3. Legal Principles and Supporting Judgements
A. Clubbing of Income – Section 64(1)(iv) of the Income Tax Act, 1961
Section 64(1)(iv) of the Income Tax Act states that:
“In computing the total income of any individual, there shall be included all such income as arises directly or indirectly to the spouse of such individual from assets transferred directly or indirectly to the spouse by such individual otherwise than for adequate consideration or in connection with an agreement to live apart.”
Implication:
If the assessee transfers funds (as in this case, ₹5.5 lakh) without adequate consideration to his wife, and income (interest) arises from such transferred asset, it will be clubbed with the income of the assessee.
B. Judicial Precedents
- Seventilal Maneklal Sheth v. CIT (1968) 68 ITR 503 (SC):
The Supreme Court held that indirect transfers also attract clubbing provisions, even if the income accrues in the name of the spouse. - CIT v. Prem Bhai Parekh (1970) 77 ITR 27 (SC):
If a transfer is made without adequate consideration, any income from such asset must be clubbed in the hands of the transferor. - ITAT and CBDT Clarifications:
The name on the FD or bank account is not the deciding factor. What matters is source of the funds and beneficial ownership.
C. Exception to Clubbing:
Clubbing under Section 64(1)(iv) does not apply if:
- The asset was transferred for adequate consideration (e.g., gift in exchange for services or rights), or
- There is a formal agreement to live apart (separation agreement) between the spouses.
In this case, the transfer was a gift with no consideration, and there is no separation.
4. Possible Judgement / Advice
Based on the facts and legal principles:
- The interest income earned on the FD in the wife’s name is not her independent income, but income arising from an asset transferred by the assessee without consideration.

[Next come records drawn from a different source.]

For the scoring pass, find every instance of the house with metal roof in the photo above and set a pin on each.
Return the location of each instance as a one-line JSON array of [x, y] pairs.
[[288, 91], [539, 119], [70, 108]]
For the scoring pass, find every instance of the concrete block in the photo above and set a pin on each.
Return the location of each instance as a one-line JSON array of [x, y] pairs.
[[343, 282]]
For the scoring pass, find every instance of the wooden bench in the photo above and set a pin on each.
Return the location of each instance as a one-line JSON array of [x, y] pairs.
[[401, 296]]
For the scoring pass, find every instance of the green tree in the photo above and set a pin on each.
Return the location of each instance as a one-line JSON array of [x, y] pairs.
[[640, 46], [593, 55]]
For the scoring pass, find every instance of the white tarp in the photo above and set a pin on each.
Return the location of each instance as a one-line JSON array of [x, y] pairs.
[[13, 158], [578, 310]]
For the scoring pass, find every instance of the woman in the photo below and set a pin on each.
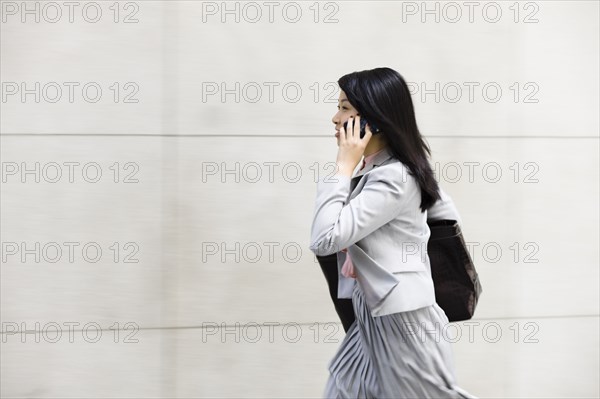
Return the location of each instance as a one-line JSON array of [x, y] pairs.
[[376, 223]]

- Under Section 64(1)(iv), the interest income must be clubbed with the assessee’s total income.
- Failure to disclose such interest income may attract penalties under Section 270A (for under-reporting/misreporting of income), and interest under Section 234A/B/C, along with potential scrutiny under Section 143(2).
Final Advice to the Client (Assessee):
As your tax consultant, I strongly advise you to:
- Disclose the interest income arising from the FD (in your wife’s name) in your own Income Tax Return.
- Maintain proper documentation to prove the source of the funds and computation of interest.
- Avoid structuring financial investments in a way that attempts to evade tax using spouse’s identity, as it falls under clubbing provisions and may result in legal complications.